Here was at least one eminent savant, himself an original investigator, who, fourteen years ago, recognized, what all the world knows now, that Thomas A. Edison is a genius. It also shows what was then the unfound key to the successful solution of the incandescent electric light.
Armed with a letter of introduction, I went out the next day to the now historic workshop of the "rising young inventive genius,” and I shall never forget that visit. Mr. Edison had been up till four o’clock that morning with his "mirror of sound,” and it was now "high noon" when he came over to his laboratory. After reading Prof. Draper’s letter, he took me back to the rear of the long gallery-like room, whose walls were literally festooned with wires, and there upon a table was a little machine about the size of a coffee-grinder. Adjusting a piece of common lead foil round a brass cylinder, on an axle provided with a screw thread, which worked in bearings also with threads, thus giving a lateral motion to the cylinder and its axle, he revolved the foil-covered cylinder by means of a crank-handle at one end. While so doing he talked English, French and German into the ear-like funnel, and coughed and whistled and laughed and sung, and wound up this curious performance with a startling imitation of “the cock that crows in the morn” (something he generally heard in those days before going to bed). Setting the funnel back to its original position, he again turned the handle and — well, your readers will know how I felt by recalling their own sensations when, for the first time, they heard a phonograph talk. The college got its phonograph, and the very next day a company was formed to place it on the market.

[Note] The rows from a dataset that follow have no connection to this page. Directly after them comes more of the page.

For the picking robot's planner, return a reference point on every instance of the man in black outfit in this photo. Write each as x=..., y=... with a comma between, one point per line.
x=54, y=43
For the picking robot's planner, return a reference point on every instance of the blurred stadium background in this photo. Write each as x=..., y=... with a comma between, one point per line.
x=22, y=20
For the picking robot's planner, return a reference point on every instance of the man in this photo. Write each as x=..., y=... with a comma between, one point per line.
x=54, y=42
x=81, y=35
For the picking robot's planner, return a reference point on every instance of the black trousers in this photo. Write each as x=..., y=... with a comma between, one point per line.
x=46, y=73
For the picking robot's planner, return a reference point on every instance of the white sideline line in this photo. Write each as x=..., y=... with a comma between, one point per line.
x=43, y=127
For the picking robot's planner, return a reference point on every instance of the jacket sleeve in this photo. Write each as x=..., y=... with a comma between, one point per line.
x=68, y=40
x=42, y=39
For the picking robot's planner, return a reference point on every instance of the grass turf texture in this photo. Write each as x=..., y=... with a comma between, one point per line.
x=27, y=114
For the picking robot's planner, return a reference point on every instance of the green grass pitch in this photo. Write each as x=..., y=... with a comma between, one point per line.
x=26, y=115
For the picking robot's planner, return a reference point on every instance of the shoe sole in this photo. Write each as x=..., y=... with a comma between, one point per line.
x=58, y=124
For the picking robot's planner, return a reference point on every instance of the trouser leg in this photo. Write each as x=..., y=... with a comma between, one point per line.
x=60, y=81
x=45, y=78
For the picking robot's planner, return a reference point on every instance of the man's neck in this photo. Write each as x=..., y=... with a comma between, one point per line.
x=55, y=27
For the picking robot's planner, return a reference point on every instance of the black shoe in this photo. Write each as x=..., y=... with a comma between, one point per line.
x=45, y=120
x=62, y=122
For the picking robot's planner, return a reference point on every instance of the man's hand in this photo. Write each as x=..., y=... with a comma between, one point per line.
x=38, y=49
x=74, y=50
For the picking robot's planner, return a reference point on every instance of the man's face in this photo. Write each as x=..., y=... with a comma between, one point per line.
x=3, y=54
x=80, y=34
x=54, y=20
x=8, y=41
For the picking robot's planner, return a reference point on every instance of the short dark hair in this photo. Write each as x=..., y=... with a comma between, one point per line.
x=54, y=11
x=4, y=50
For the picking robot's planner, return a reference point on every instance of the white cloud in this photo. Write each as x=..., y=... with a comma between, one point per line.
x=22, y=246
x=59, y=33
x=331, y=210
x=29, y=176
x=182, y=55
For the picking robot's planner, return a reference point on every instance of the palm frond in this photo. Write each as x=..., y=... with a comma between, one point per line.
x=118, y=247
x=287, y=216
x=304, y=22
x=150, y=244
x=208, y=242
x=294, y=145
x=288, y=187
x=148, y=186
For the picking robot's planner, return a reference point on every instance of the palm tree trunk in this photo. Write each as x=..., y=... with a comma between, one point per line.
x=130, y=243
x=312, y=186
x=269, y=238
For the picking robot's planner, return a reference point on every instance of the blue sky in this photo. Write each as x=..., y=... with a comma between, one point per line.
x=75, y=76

The next time that Dr. Deems saw Mr. Edison was in December, 1887, nearly ten years later, when he went to Edison's new laboratory at Orange, N.J. for the purpose of working for Edison.
After twenty-seven months in his service I left his employ. But what I had seen and learned of him while thus associated with him, so profoundly impressed me with the greatness and versatility of his inventive genius, with the value and importance of his numerous inventions, with the brilliant and almost dramatic character of his career, and with the strong and unique personality of the man, that I felt convinced that the public would be interested to learn as much as possible about their illustrious fellow-countryman. So I decided to make a lecture of him. And as an illustrated lecture can be made to contain an immense amount of positive, accurate knowledge, I chose that method of so doing. I have had no cause to regret it, thanks to a generous public.
As a Friend of the Phonograph it's interesting to note that there is an 1889 letter in the Thomas A. Edison Papers at Rutgers University from Charles Deems (Frank's father) written to Edison asking Edison to give his son a raise. Charles assures Edison that Frank enjoys working for Edison and that he is a hard worker but he "is very reticent." "With all the economy exercised on himself and his wife, his salary is inadequate to this support. There are two children. Naturally, you would pay no attention to this matter if it were not brought to you...."
In the marginalia is written "3 dollars more" so apparently Frank received a raise.